Let's look at those issues and the key metrics to watch in the announcement set for Friday, Dec. 21.
Selling more cars
Sales growth returned last quarter, improving to a 2.1% gain from a 2% drop in the prior quarter and an 8% decline at the end of fiscal 2017. Investors will look for another positive result on this metric on Friday to demonstrate that CarMax's sales have stabilized.
Looking beyond the top line, we can expect an update on two trends that have hurt the retailer's business lately. First, customer traffic has been declining for almost a year, making it much harder to keep growth on track. CarMax has counteracted that by boosting its conversion rates both online and in its lots. But those efficiency gains can only go so far. The chain will need to return to at least modest traffic growth to support rising revenue targets.
Then there are the pricing challenges that have been pushing costs higher. CEO Bill Nash and his team aren't sure what's driving the volatility in CarMax's acquisition costs, but they said back in September that tariffs could be hurting the industry by spurring unusually high demand for new vehicles, relative to used ones. Executives should explain on Friday how these challenges played out in the third-quarter results, especially with respect to earnings. If CarMax can maintain its profitability, with gross profit per vehicle holding steady at around $2,200, then the pricing problems haven't posed a significant threat to its profit power.
Other growth avenues
Expanding its store base is a pillar of CarMax's growth plan, so any update on this topic will be worth investors' attention. It was a busy quarter on that score, with car lots opened in new metropolitan markets in North Carolina, Texas, and Louisiana. The retailer is aiming to tack on about 15 locations this year, and investors should get an update on Friday about the strength of that expansion, including whether CarMax plans to maintain that pace heading into 2019.

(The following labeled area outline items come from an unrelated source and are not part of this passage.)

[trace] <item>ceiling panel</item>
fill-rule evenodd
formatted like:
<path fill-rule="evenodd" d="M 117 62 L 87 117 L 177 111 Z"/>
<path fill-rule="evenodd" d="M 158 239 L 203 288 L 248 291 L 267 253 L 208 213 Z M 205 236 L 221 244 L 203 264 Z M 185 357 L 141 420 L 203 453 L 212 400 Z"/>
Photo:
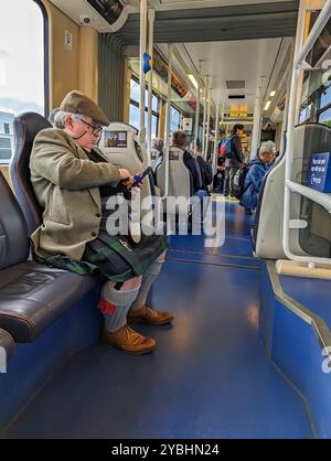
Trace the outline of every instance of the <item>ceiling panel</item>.
<path fill-rule="evenodd" d="M 186 43 L 194 66 L 202 61 L 202 74 L 212 78 L 212 97 L 228 111 L 231 106 L 254 109 L 256 88 L 264 76 L 269 81 L 278 55 L 281 39 L 249 40 L 246 42 Z M 228 89 L 226 81 L 245 81 L 244 89 Z M 245 94 L 245 99 L 228 99 L 228 95 Z"/>

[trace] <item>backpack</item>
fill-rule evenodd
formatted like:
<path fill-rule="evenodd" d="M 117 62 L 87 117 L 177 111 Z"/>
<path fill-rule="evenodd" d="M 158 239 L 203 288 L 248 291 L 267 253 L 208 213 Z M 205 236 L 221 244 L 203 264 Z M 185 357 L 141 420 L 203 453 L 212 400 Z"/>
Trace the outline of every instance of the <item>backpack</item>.
<path fill-rule="evenodd" d="M 224 138 L 223 141 L 220 143 L 220 148 L 218 148 L 220 157 L 223 157 L 225 159 L 232 159 L 233 157 L 232 140 L 234 137 L 235 135 L 228 136 L 227 138 Z"/>
<path fill-rule="evenodd" d="M 245 192 L 245 178 L 248 172 L 248 168 L 242 167 L 238 169 L 233 178 L 233 194 L 236 199 L 242 199 Z"/>

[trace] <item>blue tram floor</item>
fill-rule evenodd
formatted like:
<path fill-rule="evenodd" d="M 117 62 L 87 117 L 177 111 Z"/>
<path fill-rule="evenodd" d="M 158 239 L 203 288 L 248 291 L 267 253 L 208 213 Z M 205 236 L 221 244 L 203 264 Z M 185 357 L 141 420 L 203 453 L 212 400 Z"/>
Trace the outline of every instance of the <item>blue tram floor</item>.
<path fill-rule="evenodd" d="M 258 268 L 166 261 L 153 303 L 173 324 L 135 326 L 157 350 L 74 355 L 4 437 L 311 438 L 302 400 L 266 355 L 258 292 Z"/>

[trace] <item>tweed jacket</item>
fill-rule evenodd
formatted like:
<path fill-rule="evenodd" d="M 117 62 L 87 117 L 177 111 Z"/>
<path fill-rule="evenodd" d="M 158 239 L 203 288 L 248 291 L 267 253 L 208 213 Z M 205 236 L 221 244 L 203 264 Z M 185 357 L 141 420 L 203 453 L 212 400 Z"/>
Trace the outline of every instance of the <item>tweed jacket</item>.
<path fill-rule="evenodd" d="M 43 211 L 42 224 L 30 237 L 34 251 L 41 257 L 60 254 L 81 260 L 86 244 L 98 235 L 99 186 L 116 185 L 118 169 L 108 161 L 93 162 L 65 131 L 47 128 L 35 137 L 30 171 Z"/>

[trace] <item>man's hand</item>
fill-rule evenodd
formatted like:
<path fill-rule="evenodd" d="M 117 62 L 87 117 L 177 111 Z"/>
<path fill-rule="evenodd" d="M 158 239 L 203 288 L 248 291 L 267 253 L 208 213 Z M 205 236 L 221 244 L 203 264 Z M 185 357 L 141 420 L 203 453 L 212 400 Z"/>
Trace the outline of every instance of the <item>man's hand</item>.
<path fill-rule="evenodd" d="M 127 191 L 129 191 L 135 182 L 135 178 L 134 176 L 129 176 L 125 180 L 121 181 L 122 184 L 127 187 Z"/>
<path fill-rule="evenodd" d="M 118 169 L 119 172 L 119 178 L 121 180 L 127 180 L 129 178 L 132 178 L 132 175 L 130 174 L 130 172 L 128 170 L 126 170 L 125 168 L 119 168 Z"/>

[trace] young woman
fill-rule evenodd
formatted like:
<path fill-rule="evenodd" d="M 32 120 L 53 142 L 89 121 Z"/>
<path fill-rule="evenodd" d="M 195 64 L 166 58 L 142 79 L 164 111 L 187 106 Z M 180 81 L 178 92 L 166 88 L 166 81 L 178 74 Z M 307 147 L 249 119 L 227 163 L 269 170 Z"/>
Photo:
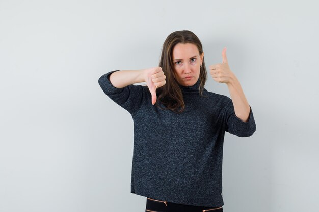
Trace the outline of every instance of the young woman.
<path fill-rule="evenodd" d="M 189 31 L 166 38 L 158 67 L 111 71 L 105 94 L 131 115 L 131 193 L 147 197 L 146 211 L 221 211 L 225 132 L 253 134 L 256 125 L 239 81 L 222 51 L 210 74 L 229 98 L 207 91 L 199 39 Z M 146 86 L 132 84 L 145 82 Z"/>

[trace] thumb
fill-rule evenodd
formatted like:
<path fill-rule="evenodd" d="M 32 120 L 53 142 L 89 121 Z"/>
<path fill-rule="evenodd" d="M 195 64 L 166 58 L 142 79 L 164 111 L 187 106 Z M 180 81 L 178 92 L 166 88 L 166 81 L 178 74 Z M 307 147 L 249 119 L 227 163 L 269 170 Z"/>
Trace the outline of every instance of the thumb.
<path fill-rule="evenodd" d="M 222 52 L 222 56 L 223 57 L 223 63 L 228 63 L 228 60 L 227 60 L 227 57 L 226 55 L 226 51 L 227 49 L 226 47 L 224 48 L 223 49 L 223 51 Z"/>
<path fill-rule="evenodd" d="M 154 86 L 151 88 L 150 92 L 151 92 L 151 95 L 152 95 L 152 104 L 154 105 L 156 102 L 156 100 L 157 99 L 157 97 L 156 96 L 156 89 L 157 88 L 157 86 Z"/>

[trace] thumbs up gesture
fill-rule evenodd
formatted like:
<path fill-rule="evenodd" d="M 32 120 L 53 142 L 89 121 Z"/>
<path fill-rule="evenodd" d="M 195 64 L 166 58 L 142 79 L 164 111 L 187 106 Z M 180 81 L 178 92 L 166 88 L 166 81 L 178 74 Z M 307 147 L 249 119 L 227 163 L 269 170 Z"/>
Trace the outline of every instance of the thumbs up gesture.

Finally, expect management to spend plenty of time talking about its digital sales strategies. That's because, in contrast to the weakening traffic volume at a typical store, its website is handling many more visitors lately. The demand has been strong enough to convince CarMax to put serious resources behind moving as much of the car shopping process online as possible. In fact, it recently launched a trial program that allows a shopper to conclude the entire purchase without having to set foot on a lot.
The program is only available in one of CarMax's metro markets today. But if it works as well as management hopes, then investors can expect to see the program rolled out nationally in 2019.